It's by no means true that boys always outperform girls on math tests — in some countries, there's no difference at all. But a gap does persist in the US and the UK, as does the stereotype that girls' mathematical skills just naturally don't measure up to boys'. Researchers at Cambridge University decided to look into one factor that might influence girls' scores: anxiety. They found that girls were indeed more anxious about math than boys, and that anxiety could be holding them back.
For their study, published in Behavioral and Brain Functions, psychologist Amy Devine and her coauthors gave a math test to 433 British schoolkids, ages twelve to fifteen. They also gave the kids a standardized questionnaire to measure their anxiety about math. The girls didn't actually score lower than the boys on the test, but they did have significantly higher anxiety. And anxiety was more likely to affect performance for girls than it was for boys. That means, according to the study authors, that girls might actually do better at math than boys if anxiety weren't holding them back.

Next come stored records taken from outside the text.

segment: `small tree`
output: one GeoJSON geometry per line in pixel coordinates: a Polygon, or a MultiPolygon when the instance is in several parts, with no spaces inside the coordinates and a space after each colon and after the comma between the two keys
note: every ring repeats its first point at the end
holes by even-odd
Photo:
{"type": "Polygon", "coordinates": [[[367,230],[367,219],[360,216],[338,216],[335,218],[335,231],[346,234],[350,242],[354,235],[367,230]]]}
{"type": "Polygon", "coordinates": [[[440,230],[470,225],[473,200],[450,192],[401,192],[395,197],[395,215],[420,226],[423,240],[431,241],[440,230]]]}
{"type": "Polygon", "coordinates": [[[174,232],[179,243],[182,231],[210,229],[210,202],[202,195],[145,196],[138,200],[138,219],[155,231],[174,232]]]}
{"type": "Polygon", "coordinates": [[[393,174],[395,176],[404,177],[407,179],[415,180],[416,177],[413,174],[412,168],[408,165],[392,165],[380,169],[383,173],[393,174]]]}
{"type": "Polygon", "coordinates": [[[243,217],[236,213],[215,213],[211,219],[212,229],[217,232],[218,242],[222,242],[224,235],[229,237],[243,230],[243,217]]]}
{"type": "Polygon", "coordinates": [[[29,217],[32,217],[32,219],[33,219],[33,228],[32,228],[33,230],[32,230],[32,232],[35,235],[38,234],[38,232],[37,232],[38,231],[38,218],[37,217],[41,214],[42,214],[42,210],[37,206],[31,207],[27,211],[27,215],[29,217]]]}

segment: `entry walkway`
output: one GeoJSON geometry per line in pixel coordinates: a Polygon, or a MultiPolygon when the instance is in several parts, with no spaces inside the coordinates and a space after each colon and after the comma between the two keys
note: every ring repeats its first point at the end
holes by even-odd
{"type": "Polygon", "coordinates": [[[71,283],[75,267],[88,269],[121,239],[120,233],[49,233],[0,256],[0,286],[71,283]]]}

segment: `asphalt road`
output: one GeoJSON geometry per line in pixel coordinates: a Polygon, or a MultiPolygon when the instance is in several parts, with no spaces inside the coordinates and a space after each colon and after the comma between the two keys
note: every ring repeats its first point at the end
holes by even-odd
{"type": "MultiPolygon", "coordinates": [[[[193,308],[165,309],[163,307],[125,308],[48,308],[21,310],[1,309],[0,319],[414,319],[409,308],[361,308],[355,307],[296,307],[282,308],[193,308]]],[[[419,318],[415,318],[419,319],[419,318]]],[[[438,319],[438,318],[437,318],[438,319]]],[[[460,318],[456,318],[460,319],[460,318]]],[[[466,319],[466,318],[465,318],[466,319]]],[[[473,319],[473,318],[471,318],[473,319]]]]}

There are lots of possible reasons why girls might be more anxious. The study authors note that the idea that men and boys are simply better at math persists to some degree in British culture, meaning girls might be socialized to think they're no good at it. They point out that this view is changing. However, Sian Beilock, psychologist and author of Choke: What the Secrets of the Brain Reveal About Getting It Right When You Have To offers another disturbing possibility. Her research shows that when female teachers are anxious about their own math ability, students can pick up on that — and female teachers' anxiety disproportionately affects female students. Since most primary-school teachers in the US (and the UK) are female, girls may be suffering from anxiety caused by a previous generation's experience of stereotypes.

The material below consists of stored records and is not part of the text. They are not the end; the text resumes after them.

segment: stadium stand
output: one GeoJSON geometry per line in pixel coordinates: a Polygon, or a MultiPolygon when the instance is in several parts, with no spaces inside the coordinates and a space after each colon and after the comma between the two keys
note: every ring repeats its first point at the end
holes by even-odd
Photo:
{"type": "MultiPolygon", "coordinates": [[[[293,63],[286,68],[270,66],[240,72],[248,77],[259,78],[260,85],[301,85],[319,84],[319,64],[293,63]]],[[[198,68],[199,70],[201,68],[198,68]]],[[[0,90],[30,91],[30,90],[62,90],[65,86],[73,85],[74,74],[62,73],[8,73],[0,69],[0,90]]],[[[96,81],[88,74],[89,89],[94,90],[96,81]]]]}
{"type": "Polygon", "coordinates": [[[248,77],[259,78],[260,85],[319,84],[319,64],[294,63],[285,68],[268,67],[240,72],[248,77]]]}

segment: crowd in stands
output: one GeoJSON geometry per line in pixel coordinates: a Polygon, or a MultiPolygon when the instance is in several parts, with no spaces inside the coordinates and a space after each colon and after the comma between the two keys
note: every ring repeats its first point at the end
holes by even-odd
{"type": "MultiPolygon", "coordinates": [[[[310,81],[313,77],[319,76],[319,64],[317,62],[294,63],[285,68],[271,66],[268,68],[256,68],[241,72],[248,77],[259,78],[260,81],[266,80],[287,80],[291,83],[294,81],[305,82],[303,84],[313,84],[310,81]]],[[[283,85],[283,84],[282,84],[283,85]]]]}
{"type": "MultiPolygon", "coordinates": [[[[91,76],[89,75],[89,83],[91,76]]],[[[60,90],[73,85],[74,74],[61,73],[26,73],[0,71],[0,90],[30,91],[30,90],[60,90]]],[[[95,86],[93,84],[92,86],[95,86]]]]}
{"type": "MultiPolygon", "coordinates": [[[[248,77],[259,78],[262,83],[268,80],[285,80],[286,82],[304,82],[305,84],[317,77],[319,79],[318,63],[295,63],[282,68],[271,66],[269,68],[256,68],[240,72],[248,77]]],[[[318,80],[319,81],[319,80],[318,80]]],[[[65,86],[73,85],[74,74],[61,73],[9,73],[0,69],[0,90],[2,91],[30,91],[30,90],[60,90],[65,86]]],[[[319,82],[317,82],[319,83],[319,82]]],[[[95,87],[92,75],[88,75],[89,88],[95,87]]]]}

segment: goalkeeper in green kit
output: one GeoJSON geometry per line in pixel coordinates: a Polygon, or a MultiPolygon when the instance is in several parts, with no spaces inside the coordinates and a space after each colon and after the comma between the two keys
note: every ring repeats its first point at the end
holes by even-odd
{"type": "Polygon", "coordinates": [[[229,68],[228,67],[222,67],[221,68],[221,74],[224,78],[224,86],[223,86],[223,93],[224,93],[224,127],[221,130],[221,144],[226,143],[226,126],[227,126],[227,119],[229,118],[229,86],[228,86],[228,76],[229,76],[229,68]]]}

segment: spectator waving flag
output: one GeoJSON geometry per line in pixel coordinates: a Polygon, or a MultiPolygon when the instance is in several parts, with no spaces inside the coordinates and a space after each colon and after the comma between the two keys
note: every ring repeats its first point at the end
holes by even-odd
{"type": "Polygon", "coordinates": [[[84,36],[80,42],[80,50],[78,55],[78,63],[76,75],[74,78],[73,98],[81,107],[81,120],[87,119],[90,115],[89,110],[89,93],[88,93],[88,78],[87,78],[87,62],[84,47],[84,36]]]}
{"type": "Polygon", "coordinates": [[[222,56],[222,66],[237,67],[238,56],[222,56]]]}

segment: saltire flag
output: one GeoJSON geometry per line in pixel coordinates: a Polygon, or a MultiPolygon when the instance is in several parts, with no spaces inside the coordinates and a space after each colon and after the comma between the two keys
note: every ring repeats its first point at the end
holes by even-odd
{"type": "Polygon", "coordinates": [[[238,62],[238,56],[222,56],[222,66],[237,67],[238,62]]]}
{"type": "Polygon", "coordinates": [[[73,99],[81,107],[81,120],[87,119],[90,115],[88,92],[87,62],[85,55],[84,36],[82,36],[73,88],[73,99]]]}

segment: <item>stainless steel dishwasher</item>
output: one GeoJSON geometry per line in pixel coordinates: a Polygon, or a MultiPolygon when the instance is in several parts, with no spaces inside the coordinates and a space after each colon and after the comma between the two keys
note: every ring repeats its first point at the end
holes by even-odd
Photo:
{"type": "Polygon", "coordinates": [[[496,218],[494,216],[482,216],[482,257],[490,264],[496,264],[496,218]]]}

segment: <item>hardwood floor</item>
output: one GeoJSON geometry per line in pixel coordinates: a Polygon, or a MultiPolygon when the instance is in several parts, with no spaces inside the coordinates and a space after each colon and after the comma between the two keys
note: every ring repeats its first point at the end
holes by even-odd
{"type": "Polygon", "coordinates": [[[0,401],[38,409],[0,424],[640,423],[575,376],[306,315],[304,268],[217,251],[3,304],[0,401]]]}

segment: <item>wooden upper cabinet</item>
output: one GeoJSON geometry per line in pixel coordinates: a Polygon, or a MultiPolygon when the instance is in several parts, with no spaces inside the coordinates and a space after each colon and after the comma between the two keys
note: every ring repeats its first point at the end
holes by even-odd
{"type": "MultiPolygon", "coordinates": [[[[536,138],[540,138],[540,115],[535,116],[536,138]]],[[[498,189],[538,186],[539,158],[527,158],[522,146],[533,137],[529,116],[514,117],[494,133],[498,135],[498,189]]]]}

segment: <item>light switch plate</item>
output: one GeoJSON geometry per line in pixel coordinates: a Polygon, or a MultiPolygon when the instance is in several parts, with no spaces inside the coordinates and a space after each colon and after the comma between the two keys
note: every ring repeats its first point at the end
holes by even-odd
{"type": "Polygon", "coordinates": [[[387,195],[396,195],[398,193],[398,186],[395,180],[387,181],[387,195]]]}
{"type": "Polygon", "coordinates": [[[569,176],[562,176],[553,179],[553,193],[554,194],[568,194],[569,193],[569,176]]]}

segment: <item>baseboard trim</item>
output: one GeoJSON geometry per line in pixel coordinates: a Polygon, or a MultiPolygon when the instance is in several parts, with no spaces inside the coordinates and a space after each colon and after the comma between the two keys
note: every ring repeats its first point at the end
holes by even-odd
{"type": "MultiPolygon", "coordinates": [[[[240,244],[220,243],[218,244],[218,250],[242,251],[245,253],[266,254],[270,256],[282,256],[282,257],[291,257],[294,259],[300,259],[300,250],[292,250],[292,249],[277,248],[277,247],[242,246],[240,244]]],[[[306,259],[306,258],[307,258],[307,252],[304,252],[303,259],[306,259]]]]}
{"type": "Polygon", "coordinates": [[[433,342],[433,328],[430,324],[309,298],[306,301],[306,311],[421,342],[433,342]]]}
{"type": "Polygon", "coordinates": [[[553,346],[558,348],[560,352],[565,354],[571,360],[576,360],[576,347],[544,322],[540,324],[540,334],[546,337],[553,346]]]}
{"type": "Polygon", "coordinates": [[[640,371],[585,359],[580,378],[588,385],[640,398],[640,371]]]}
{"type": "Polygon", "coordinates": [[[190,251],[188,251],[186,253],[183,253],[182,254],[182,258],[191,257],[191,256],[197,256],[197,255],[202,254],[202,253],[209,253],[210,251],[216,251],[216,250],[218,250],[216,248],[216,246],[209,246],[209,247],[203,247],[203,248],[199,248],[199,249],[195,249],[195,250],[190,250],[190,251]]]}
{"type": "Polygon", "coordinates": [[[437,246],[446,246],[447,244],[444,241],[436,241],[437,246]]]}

And while girls didn't perform worse overall in either Devine's or Beilock's research, Beilock told BuzzFeed Shift that anxiety can have lasting effects. Girls who are anxious about math or who think they're bad at it because of their gender may "disengage," becoming less excited about pursuing math in the future. Such disengagement could contribute to the continued gender gap in math and engineering fields.

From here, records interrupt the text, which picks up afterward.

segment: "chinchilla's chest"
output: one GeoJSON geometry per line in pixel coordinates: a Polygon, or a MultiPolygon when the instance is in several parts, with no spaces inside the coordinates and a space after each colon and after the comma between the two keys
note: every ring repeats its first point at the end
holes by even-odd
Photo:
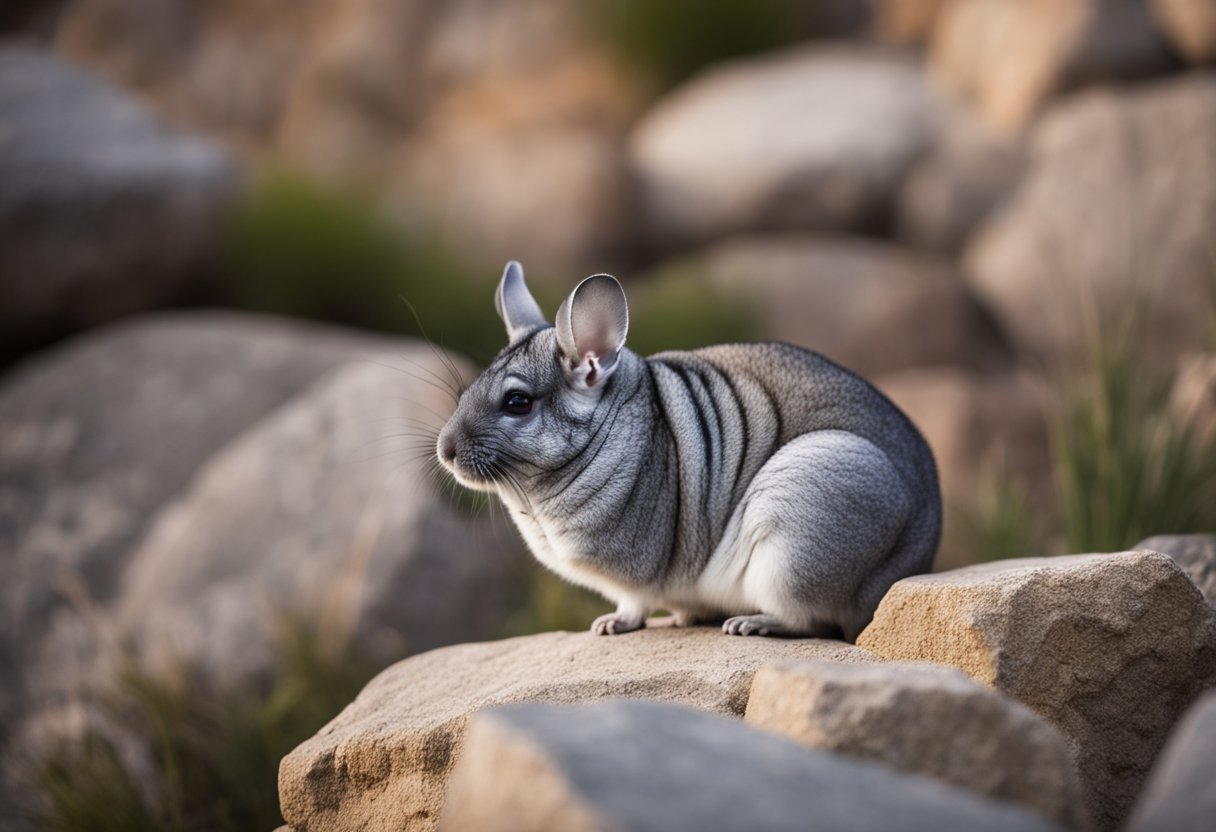
{"type": "Polygon", "coordinates": [[[608,597],[630,591],[626,582],[613,575],[610,564],[589,556],[587,541],[576,533],[563,532],[557,523],[546,522],[508,505],[524,542],[533,556],[571,583],[594,589],[608,597]]]}

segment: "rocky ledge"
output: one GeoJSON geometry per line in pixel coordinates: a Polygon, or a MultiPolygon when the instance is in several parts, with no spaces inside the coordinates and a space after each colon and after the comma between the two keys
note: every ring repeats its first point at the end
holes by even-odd
{"type": "Polygon", "coordinates": [[[1216,606],[1169,556],[1006,561],[901,581],[857,646],[652,622],[424,653],[279,795],[295,832],[1187,828],[1216,693],[1135,801],[1214,685],[1216,606]]]}

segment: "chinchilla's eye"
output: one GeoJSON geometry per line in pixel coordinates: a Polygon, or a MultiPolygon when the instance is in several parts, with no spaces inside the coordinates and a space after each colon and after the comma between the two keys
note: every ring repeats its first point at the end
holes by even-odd
{"type": "Polygon", "coordinates": [[[532,412],[532,397],[522,390],[512,390],[503,397],[502,409],[512,416],[527,416],[532,412]]]}

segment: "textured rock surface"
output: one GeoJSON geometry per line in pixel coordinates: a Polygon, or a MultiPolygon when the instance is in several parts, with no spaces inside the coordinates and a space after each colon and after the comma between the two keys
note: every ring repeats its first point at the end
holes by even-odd
{"type": "Polygon", "coordinates": [[[443,372],[422,348],[352,363],[209,459],[131,555],[120,629],[236,679],[273,666],[283,610],[337,615],[373,649],[496,632],[515,561],[425,479],[417,456],[432,443],[389,438],[452,406],[406,370],[443,372]]]}
{"type": "Polygon", "coordinates": [[[929,52],[933,77],[990,124],[1024,127],[1052,94],[1172,66],[1143,0],[954,0],[929,52]]]}
{"type": "Polygon", "coordinates": [[[1216,604],[1216,535],[1161,534],[1141,540],[1132,548],[1169,555],[1195,582],[1203,597],[1216,604]]]}
{"type": "Polygon", "coordinates": [[[630,139],[648,227],[664,240],[881,226],[938,101],[906,56],[808,47],[694,78],[630,139]]]}
{"type": "Polygon", "coordinates": [[[862,375],[1011,357],[949,262],[861,238],[737,237],[660,269],[707,285],[766,338],[817,350],[862,375]]]}
{"type": "Polygon", "coordinates": [[[414,656],[283,759],[283,817],[296,832],[428,829],[481,708],[636,697],[739,715],[753,674],[781,658],[871,660],[843,642],[666,627],[612,638],[545,633],[414,656]]]}
{"type": "Polygon", "coordinates": [[[1175,726],[1127,832],[1205,832],[1216,818],[1216,693],[1175,726]]]}
{"type": "Polygon", "coordinates": [[[479,715],[440,828],[1056,829],[921,778],[652,702],[479,715]]]}
{"type": "Polygon", "coordinates": [[[1170,726],[1216,680],[1216,612],[1152,552],[906,578],[858,645],[954,665],[1055,725],[1105,829],[1126,818],[1170,726]]]}
{"type": "Polygon", "coordinates": [[[1216,4],[1210,0],[1148,0],[1153,19],[1188,61],[1216,61],[1216,4]]]}
{"type": "Polygon", "coordinates": [[[1022,804],[1070,828],[1086,823],[1064,737],[953,668],[766,665],[752,682],[745,718],[811,748],[1022,804]]]}
{"type": "Polygon", "coordinates": [[[325,372],[389,343],[399,342],[254,316],[159,315],[10,373],[0,385],[0,668],[10,682],[65,609],[66,584],[107,605],[151,519],[207,458],[325,372]]]}
{"type": "Polygon", "coordinates": [[[968,248],[977,293],[1049,360],[1138,304],[1149,357],[1173,369],[1210,316],[1216,72],[1077,96],[1032,139],[1022,187],[968,248]]]}
{"type": "Polygon", "coordinates": [[[0,48],[0,358],[180,295],[239,175],[99,78],[0,48]]]}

Beilock did offer some potential solutions to this problem. She said boys tend to be more likely to use alternate methods to solve math problems, like breaking the problem down into smaller parts or first eliminating multiple-choice answers that don't make sense. These strategies also tend to be less affected by anxiety, and teaching them to girls could help them cope with worry. Boys also tend to get more practice at math concepts outside of school — in building projects, for instance. Giving girls more access to such projects could boost confidence.
Girls also benefit, Beilock said, when adults frame math skill "as a malleable ability that can change over time with effort," rather than something some people naturally have more of than others. It may help them to hear that they have as much potential as boys do — which Devine's study and others have shown to be true — and that being good at math is really about hard work, not gender.